There is an example in Section 733 of the Dodd/Frank Act that provides a good visual of the balancing act we must undertake. In a “rule of construction,” Congress tells us that the goal of that swaps execution facility provision is to 1) promote the trading of swaps on SEFs, and at the same time, with co-equal importance, 2) promote pre-trade price transparency in the swaps market. As we look at the block trading rule, the SEF rule, and the reporting rules—again, in concert—we can see that, if we go too far in, for example, setting block levels too low, we will possibly not promote SEF swaps trading. On the other hand, if we set the block level too high, then we risk impairing the ability of participants to effectively utilize the markets at all. In other words, certain large trades simply wouldn’t happen, because dealers would not be able to efficiently lay off their risk. I look forward to a robust debate on the block trading rule. In particular, I would like to hear from the industry as to whether different block levels are appropriate for commodity swaps as differentiated from all other asset classes, and the rationale for such distinction.

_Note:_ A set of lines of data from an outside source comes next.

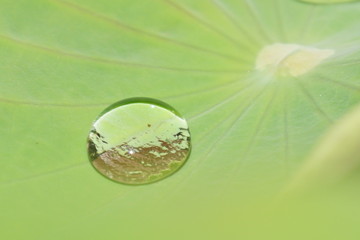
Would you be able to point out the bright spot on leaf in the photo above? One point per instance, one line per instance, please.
(290, 59)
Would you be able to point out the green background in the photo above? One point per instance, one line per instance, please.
(63, 62)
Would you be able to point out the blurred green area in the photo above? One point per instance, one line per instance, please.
(273, 157)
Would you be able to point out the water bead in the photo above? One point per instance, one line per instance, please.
(139, 141)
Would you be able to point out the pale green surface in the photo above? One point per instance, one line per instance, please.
(328, 1)
(62, 62)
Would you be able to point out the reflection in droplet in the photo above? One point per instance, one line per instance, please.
(138, 141)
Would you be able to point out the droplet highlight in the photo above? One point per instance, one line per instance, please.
(139, 141)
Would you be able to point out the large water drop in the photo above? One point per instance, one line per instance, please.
(139, 141)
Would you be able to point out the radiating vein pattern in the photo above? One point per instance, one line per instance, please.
(200, 56)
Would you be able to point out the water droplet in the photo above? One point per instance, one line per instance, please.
(138, 141)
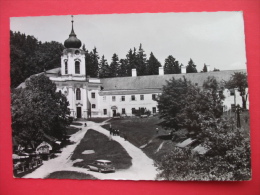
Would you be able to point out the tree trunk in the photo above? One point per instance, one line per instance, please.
(244, 102)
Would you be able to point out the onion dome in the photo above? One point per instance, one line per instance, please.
(72, 41)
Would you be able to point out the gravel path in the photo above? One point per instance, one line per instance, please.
(142, 167)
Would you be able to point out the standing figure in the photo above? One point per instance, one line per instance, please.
(238, 110)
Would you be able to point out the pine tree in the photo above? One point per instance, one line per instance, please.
(114, 66)
(104, 69)
(171, 66)
(153, 65)
(191, 68)
(205, 69)
(122, 72)
(92, 59)
(131, 61)
(141, 61)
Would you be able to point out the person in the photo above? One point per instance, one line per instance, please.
(238, 110)
(110, 129)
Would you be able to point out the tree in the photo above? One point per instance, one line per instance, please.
(114, 66)
(131, 61)
(171, 66)
(183, 105)
(30, 56)
(170, 103)
(37, 110)
(104, 69)
(122, 72)
(92, 63)
(228, 157)
(205, 69)
(239, 81)
(191, 68)
(141, 62)
(153, 65)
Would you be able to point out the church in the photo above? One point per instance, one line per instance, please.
(108, 97)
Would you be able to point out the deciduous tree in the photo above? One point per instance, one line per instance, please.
(239, 81)
(38, 109)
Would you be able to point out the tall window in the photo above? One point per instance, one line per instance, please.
(78, 94)
(113, 98)
(77, 68)
(133, 110)
(66, 67)
(154, 96)
(133, 97)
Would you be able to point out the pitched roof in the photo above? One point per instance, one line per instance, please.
(157, 81)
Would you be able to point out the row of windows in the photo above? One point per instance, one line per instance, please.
(93, 96)
(77, 67)
(123, 110)
(78, 94)
(133, 97)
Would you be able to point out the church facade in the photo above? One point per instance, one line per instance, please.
(108, 97)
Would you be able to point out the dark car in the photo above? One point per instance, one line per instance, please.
(101, 166)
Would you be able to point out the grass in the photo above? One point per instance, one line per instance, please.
(97, 120)
(71, 130)
(76, 124)
(141, 132)
(104, 149)
(69, 175)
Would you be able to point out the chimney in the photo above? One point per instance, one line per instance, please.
(161, 71)
(183, 69)
(134, 72)
(208, 68)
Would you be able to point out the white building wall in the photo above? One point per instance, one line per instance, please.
(106, 102)
(71, 57)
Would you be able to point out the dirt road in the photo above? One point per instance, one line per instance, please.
(142, 167)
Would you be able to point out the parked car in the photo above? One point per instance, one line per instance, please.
(101, 166)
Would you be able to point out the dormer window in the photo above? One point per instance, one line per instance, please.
(78, 94)
(77, 68)
(66, 67)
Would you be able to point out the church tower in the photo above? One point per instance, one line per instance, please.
(73, 58)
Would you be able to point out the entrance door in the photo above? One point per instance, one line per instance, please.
(78, 112)
(142, 111)
(114, 113)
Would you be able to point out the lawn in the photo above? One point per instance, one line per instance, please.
(71, 130)
(141, 132)
(97, 120)
(69, 175)
(103, 148)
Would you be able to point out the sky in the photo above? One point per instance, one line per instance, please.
(214, 38)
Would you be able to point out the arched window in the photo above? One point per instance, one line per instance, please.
(78, 94)
(66, 67)
(77, 68)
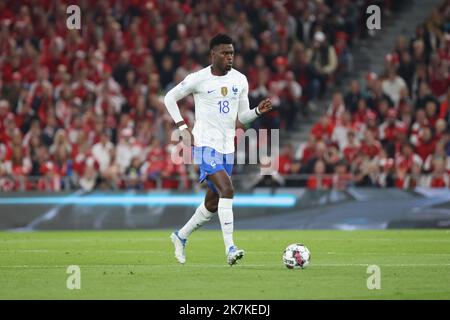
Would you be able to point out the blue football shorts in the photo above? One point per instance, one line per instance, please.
(211, 161)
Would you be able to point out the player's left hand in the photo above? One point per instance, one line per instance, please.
(265, 106)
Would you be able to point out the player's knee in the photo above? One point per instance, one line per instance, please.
(227, 192)
(211, 206)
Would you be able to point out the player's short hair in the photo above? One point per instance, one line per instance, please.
(219, 39)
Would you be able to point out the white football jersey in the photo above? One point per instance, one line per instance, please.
(218, 102)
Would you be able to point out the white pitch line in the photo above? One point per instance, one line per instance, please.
(333, 265)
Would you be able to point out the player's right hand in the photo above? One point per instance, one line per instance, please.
(187, 137)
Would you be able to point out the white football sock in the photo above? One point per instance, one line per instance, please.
(199, 218)
(226, 221)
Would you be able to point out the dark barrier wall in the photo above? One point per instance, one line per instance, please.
(263, 209)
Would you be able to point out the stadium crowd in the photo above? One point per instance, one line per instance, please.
(83, 108)
(392, 132)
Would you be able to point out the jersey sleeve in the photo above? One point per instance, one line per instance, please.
(245, 114)
(181, 90)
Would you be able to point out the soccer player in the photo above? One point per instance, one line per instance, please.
(220, 95)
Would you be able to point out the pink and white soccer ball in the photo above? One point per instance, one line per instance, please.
(296, 256)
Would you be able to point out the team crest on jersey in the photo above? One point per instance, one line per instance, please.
(224, 91)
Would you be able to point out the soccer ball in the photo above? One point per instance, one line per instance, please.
(296, 256)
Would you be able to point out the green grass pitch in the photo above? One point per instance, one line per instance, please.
(141, 265)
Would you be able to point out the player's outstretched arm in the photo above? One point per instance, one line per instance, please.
(180, 91)
(247, 115)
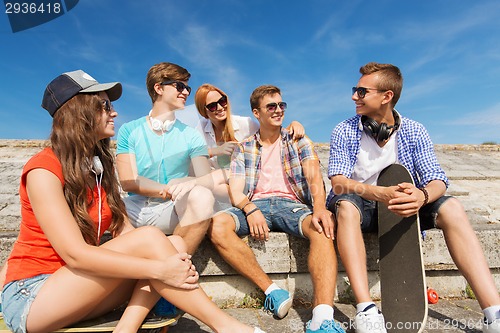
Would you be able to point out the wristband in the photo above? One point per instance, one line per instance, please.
(242, 208)
(250, 212)
(243, 202)
(426, 195)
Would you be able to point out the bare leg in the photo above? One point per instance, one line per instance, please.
(469, 258)
(194, 211)
(73, 295)
(235, 251)
(352, 250)
(322, 262)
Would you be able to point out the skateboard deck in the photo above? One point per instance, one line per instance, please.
(402, 274)
(108, 322)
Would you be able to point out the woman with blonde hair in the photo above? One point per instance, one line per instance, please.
(221, 129)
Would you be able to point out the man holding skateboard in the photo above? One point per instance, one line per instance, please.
(360, 148)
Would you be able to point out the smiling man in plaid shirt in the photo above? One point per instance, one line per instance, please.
(360, 148)
(276, 185)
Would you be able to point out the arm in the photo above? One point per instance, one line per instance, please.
(256, 220)
(296, 129)
(414, 199)
(56, 220)
(322, 218)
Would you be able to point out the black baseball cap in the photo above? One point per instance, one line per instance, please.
(69, 84)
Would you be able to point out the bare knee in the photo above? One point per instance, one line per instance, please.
(201, 196)
(178, 243)
(221, 228)
(347, 213)
(452, 214)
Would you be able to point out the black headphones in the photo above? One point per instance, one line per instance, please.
(380, 132)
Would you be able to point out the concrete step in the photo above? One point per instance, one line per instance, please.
(284, 258)
(473, 169)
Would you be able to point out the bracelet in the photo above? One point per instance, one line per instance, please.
(242, 208)
(250, 212)
(246, 201)
(426, 195)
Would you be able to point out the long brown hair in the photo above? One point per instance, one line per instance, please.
(74, 142)
(200, 100)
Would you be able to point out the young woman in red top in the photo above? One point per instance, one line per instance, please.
(57, 273)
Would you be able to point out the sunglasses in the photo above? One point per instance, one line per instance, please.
(107, 106)
(180, 86)
(212, 107)
(273, 107)
(361, 91)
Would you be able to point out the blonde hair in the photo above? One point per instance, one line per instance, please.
(200, 100)
(389, 78)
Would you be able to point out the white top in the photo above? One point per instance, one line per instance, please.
(243, 128)
(372, 158)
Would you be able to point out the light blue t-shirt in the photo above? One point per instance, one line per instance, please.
(161, 157)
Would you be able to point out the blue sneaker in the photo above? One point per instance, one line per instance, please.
(278, 302)
(327, 326)
(164, 308)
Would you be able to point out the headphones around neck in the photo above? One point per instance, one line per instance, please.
(380, 132)
(158, 125)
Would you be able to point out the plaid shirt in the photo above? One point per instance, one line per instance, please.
(415, 151)
(245, 162)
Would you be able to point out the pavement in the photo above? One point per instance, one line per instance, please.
(448, 315)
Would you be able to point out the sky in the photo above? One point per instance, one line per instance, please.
(447, 50)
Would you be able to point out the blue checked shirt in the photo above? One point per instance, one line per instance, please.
(246, 163)
(415, 151)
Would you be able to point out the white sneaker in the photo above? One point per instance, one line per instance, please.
(370, 321)
(493, 327)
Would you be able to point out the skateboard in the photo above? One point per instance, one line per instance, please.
(402, 274)
(108, 322)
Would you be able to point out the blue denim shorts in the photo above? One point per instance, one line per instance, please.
(17, 297)
(368, 211)
(281, 215)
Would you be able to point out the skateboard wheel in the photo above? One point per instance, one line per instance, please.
(432, 296)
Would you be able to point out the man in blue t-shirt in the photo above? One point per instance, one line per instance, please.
(155, 156)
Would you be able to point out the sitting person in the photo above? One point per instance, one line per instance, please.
(285, 193)
(157, 152)
(58, 273)
(360, 148)
(221, 129)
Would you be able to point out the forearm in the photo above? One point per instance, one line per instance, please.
(344, 185)
(103, 262)
(143, 186)
(435, 189)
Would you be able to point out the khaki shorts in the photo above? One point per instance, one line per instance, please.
(156, 212)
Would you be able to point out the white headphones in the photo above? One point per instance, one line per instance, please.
(97, 168)
(158, 125)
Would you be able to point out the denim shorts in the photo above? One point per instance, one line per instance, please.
(368, 211)
(17, 297)
(281, 214)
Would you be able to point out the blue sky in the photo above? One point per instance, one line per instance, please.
(448, 51)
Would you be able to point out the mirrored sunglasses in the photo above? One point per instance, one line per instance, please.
(273, 107)
(180, 86)
(212, 107)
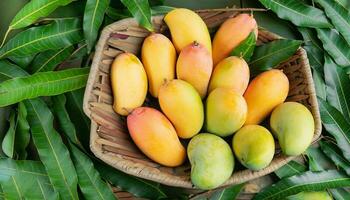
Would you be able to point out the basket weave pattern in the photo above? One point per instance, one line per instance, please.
(109, 137)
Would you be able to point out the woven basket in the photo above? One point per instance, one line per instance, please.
(109, 138)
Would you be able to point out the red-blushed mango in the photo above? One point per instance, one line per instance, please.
(231, 33)
(159, 59)
(129, 83)
(194, 66)
(183, 106)
(264, 93)
(226, 112)
(185, 27)
(231, 72)
(155, 136)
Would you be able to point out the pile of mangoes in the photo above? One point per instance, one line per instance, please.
(206, 96)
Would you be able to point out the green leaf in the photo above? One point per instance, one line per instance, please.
(141, 11)
(49, 60)
(290, 169)
(58, 34)
(335, 45)
(339, 16)
(35, 9)
(42, 84)
(336, 125)
(90, 182)
(93, 18)
(298, 13)
(246, 48)
(307, 181)
(271, 54)
(53, 153)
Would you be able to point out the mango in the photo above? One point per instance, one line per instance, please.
(293, 125)
(231, 33)
(185, 27)
(183, 106)
(211, 159)
(231, 72)
(159, 58)
(254, 146)
(264, 93)
(129, 83)
(194, 66)
(155, 136)
(226, 112)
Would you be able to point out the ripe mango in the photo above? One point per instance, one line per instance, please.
(293, 125)
(183, 106)
(254, 146)
(194, 66)
(226, 112)
(159, 58)
(155, 136)
(264, 93)
(185, 27)
(231, 33)
(231, 72)
(211, 159)
(129, 83)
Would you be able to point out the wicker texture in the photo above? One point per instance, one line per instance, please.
(109, 138)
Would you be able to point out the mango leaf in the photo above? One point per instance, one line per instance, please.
(335, 45)
(58, 34)
(336, 125)
(93, 18)
(271, 54)
(48, 60)
(290, 169)
(307, 181)
(339, 16)
(141, 11)
(42, 84)
(246, 48)
(52, 151)
(298, 13)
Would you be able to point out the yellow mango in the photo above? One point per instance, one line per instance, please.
(159, 58)
(264, 93)
(183, 106)
(185, 27)
(194, 66)
(129, 83)
(231, 72)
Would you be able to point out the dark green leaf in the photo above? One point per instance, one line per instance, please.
(93, 18)
(141, 11)
(48, 60)
(246, 48)
(42, 84)
(53, 153)
(271, 54)
(298, 13)
(58, 34)
(307, 181)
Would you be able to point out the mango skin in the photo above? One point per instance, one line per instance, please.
(264, 93)
(129, 83)
(155, 136)
(226, 112)
(211, 159)
(186, 27)
(231, 33)
(195, 66)
(254, 146)
(231, 72)
(159, 58)
(183, 106)
(293, 124)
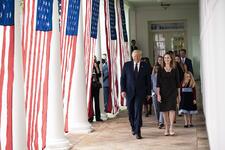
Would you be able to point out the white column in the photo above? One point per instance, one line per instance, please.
(55, 124)
(77, 116)
(19, 123)
(212, 70)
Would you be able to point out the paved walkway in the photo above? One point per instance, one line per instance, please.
(114, 134)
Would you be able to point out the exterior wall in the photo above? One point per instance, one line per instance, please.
(189, 13)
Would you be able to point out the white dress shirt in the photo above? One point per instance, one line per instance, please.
(138, 65)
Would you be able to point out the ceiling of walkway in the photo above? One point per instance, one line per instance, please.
(158, 2)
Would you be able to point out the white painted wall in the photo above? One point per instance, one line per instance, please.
(212, 69)
(142, 15)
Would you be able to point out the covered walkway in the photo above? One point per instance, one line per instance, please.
(114, 134)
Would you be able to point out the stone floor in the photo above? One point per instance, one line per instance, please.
(114, 134)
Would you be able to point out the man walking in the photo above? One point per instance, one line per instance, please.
(135, 87)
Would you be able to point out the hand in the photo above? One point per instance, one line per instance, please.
(194, 101)
(95, 64)
(159, 98)
(148, 97)
(123, 94)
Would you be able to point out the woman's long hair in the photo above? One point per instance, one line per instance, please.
(191, 82)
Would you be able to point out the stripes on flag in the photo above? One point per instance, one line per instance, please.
(69, 28)
(6, 72)
(123, 39)
(37, 26)
(90, 36)
(111, 40)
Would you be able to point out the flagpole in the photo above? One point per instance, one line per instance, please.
(77, 117)
(19, 122)
(55, 123)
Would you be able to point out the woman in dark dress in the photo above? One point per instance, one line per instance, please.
(188, 105)
(167, 92)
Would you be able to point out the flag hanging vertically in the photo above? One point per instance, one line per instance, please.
(112, 50)
(37, 33)
(69, 30)
(123, 39)
(6, 72)
(91, 26)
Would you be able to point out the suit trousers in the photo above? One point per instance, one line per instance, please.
(134, 107)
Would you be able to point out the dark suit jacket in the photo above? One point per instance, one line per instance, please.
(189, 65)
(141, 86)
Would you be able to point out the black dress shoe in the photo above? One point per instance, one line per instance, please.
(138, 136)
(185, 126)
(191, 125)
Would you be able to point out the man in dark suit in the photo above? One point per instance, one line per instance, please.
(186, 60)
(135, 87)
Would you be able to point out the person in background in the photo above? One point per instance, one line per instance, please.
(147, 103)
(188, 104)
(133, 46)
(158, 114)
(160, 61)
(95, 87)
(135, 87)
(105, 74)
(167, 92)
(186, 60)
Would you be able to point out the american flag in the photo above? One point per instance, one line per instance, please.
(69, 29)
(123, 39)
(111, 42)
(91, 26)
(6, 72)
(37, 34)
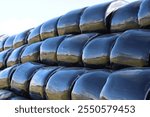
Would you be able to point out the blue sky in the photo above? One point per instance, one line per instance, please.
(19, 15)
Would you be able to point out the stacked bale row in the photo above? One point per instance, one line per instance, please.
(37, 81)
(93, 50)
(92, 37)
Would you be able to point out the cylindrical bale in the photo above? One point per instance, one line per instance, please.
(131, 49)
(39, 81)
(9, 42)
(69, 52)
(126, 17)
(3, 57)
(48, 50)
(34, 36)
(128, 84)
(21, 39)
(6, 94)
(15, 56)
(60, 84)
(89, 85)
(144, 14)
(96, 53)
(22, 76)
(97, 18)
(69, 23)
(18, 98)
(49, 29)
(3, 38)
(31, 53)
(147, 96)
(5, 77)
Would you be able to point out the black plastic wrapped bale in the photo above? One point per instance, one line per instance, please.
(144, 14)
(6, 94)
(131, 49)
(49, 29)
(147, 96)
(18, 98)
(21, 78)
(128, 84)
(5, 77)
(89, 85)
(60, 84)
(39, 81)
(69, 23)
(3, 38)
(34, 36)
(96, 53)
(31, 53)
(48, 50)
(15, 56)
(126, 17)
(9, 42)
(21, 39)
(3, 57)
(69, 52)
(97, 18)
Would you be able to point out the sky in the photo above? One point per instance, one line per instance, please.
(19, 15)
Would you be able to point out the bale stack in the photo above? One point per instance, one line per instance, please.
(92, 53)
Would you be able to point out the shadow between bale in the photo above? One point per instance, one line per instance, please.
(39, 81)
(22, 76)
(60, 84)
(89, 85)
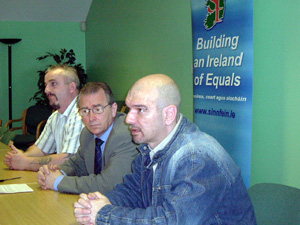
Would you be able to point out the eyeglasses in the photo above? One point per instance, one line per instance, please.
(97, 110)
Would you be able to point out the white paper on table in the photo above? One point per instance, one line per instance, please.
(14, 188)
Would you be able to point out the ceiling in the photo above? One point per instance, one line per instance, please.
(44, 10)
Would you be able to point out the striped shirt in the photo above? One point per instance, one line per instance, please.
(61, 132)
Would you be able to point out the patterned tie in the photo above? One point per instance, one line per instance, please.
(98, 156)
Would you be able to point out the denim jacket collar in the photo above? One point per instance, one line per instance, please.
(167, 150)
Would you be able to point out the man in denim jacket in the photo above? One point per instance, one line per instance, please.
(182, 176)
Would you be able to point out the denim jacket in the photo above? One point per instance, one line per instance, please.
(195, 182)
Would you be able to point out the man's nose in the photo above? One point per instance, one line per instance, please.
(130, 118)
(46, 89)
(92, 115)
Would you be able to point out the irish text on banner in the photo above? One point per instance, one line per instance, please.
(223, 75)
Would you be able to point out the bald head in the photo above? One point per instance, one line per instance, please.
(154, 103)
(160, 88)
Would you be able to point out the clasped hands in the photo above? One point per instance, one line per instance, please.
(15, 158)
(87, 207)
(47, 175)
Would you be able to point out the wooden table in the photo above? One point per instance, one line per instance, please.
(37, 207)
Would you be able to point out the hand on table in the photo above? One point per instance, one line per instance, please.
(47, 175)
(87, 207)
(15, 159)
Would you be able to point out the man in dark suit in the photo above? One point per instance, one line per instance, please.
(86, 171)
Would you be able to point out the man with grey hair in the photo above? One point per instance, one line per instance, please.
(95, 167)
(60, 137)
(182, 176)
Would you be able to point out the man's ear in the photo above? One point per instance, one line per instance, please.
(170, 113)
(114, 108)
(72, 87)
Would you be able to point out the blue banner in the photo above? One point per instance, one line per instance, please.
(223, 75)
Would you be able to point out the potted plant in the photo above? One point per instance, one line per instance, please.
(64, 57)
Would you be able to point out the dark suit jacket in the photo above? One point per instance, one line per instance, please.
(118, 155)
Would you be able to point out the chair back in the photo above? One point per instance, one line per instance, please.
(7, 137)
(275, 204)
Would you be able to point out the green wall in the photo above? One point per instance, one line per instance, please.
(37, 39)
(276, 104)
(128, 39)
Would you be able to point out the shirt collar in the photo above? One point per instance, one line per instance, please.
(70, 107)
(166, 140)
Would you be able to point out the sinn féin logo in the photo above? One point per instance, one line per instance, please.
(216, 10)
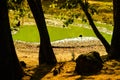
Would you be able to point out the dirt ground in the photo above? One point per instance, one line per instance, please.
(28, 52)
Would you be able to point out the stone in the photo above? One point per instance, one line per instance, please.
(87, 64)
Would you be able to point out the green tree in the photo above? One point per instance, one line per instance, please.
(9, 63)
(113, 48)
(46, 54)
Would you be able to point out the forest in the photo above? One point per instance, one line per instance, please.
(60, 39)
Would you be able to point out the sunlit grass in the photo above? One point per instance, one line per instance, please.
(30, 33)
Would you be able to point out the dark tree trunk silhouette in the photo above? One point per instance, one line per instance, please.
(115, 43)
(9, 64)
(98, 34)
(46, 54)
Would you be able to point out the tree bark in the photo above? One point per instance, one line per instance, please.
(46, 54)
(115, 43)
(97, 33)
(9, 63)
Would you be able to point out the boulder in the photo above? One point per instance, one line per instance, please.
(87, 64)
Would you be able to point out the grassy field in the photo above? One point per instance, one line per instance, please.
(104, 15)
(30, 33)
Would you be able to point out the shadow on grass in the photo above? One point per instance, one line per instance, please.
(41, 71)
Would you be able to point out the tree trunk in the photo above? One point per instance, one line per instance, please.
(9, 63)
(115, 43)
(46, 54)
(97, 33)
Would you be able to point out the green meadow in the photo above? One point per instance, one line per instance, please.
(29, 33)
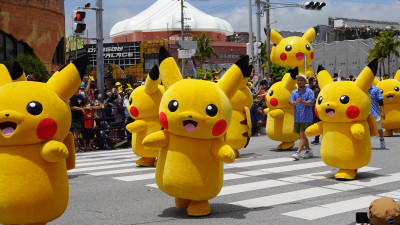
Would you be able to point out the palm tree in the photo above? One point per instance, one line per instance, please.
(384, 47)
(204, 48)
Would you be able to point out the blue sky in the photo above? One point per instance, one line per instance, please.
(236, 13)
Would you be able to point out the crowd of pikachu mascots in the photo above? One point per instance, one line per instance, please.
(186, 128)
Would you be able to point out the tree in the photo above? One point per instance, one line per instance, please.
(31, 65)
(204, 48)
(385, 45)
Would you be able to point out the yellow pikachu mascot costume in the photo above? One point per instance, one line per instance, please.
(293, 51)
(280, 114)
(391, 100)
(239, 131)
(195, 115)
(346, 125)
(143, 106)
(36, 147)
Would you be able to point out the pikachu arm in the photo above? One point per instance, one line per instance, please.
(54, 151)
(248, 117)
(276, 113)
(373, 128)
(315, 129)
(358, 131)
(157, 139)
(136, 126)
(69, 142)
(222, 151)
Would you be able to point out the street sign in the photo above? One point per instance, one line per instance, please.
(186, 54)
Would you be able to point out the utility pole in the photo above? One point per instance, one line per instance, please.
(267, 48)
(182, 33)
(251, 32)
(99, 45)
(258, 37)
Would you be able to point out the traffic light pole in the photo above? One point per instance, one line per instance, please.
(99, 45)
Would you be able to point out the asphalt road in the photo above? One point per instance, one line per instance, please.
(263, 186)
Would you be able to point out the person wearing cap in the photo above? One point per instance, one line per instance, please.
(302, 99)
(382, 211)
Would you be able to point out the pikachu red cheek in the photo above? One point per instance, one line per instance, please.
(219, 127)
(273, 101)
(163, 120)
(283, 56)
(352, 112)
(134, 111)
(46, 129)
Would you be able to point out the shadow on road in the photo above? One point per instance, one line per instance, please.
(217, 211)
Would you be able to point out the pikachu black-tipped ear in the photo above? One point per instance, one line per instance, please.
(233, 77)
(294, 72)
(17, 73)
(323, 76)
(4, 75)
(169, 71)
(152, 81)
(67, 81)
(367, 76)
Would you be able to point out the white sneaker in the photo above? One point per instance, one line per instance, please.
(296, 156)
(308, 154)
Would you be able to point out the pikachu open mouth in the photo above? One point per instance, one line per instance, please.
(8, 128)
(190, 125)
(330, 112)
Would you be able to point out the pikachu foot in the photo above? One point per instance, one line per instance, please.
(236, 152)
(155, 163)
(182, 203)
(145, 161)
(387, 133)
(346, 174)
(286, 145)
(199, 208)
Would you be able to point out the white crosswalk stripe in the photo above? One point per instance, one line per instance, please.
(257, 176)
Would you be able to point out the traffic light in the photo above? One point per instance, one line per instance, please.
(313, 5)
(257, 48)
(79, 22)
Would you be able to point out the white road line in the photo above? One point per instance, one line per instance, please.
(129, 170)
(332, 209)
(257, 162)
(132, 164)
(118, 156)
(309, 193)
(137, 177)
(80, 165)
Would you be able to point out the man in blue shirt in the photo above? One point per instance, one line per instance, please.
(377, 110)
(302, 99)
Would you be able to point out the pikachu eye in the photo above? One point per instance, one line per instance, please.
(173, 105)
(344, 99)
(319, 100)
(211, 110)
(34, 108)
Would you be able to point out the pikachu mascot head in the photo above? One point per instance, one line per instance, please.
(294, 51)
(346, 125)
(143, 106)
(239, 131)
(36, 147)
(390, 89)
(280, 114)
(195, 115)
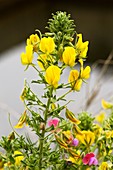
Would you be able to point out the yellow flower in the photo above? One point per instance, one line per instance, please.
(104, 166)
(78, 85)
(47, 45)
(33, 40)
(100, 118)
(42, 61)
(69, 56)
(85, 73)
(87, 137)
(81, 47)
(21, 121)
(73, 76)
(109, 134)
(18, 157)
(26, 58)
(106, 105)
(52, 75)
(61, 142)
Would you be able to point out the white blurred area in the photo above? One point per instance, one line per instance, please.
(12, 77)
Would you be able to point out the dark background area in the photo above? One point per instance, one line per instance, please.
(93, 18)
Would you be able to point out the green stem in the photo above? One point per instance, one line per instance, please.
(44, 130)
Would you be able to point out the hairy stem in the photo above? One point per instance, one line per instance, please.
(43, 131)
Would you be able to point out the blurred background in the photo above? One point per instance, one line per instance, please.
(20, 18)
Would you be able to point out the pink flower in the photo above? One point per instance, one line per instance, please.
(75, 142)
(53, 122)
(93, 161)
(89, 159)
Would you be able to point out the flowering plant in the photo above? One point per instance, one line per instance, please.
(64, 141)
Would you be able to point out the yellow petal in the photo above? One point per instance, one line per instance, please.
(52, 75)
(100, 118)
(85, 74)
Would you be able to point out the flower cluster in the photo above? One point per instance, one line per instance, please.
(64, 140)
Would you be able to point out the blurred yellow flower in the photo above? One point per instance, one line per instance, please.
(104, 166)
(52, 75)
(69, 56)
(100, 118)
(43, 60)
(22, 120)
(33, 40)
(85, 73)
(67, 135)
(47, 45)
(18, 157)
(26, 58)
(106, 105)
(109, 134)
(81, 47)
(87, 137)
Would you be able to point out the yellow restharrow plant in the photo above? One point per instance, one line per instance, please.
(71, 117)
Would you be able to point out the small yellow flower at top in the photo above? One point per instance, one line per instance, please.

I plan on supporting the internal business conduct rule as well, and I believe we have reached an appropriate equilibrium as to conflicts of interest, risk management issues, and duties and responsibilities of FCMs, swaps dealers, and major swaps participants. The public demands an end to the conflicts-ridden, insidious business practices that they’ve witnessed all too often. This rule represents, in my opinion, a balance that achieves the goals of protecting consumers and allowing markets to work.
And now I’m getting to one of my recurring topics: position limits. (You knew I couldn’t let a meeting go by without addressing this). I’m sorely disappointed that it has been five months since the Commission voted on this rule, and nothing—nothing—has moved forward to begin to impose position limits and address excessive speculation. I understand all the arguments about needing data, but I’m tired—and the American public is tired—of waiting for a swaps definition rule to be promulgated in order for position limits to be effective. There are things we can and should do now, and today I’m calling for them to be done, NOW.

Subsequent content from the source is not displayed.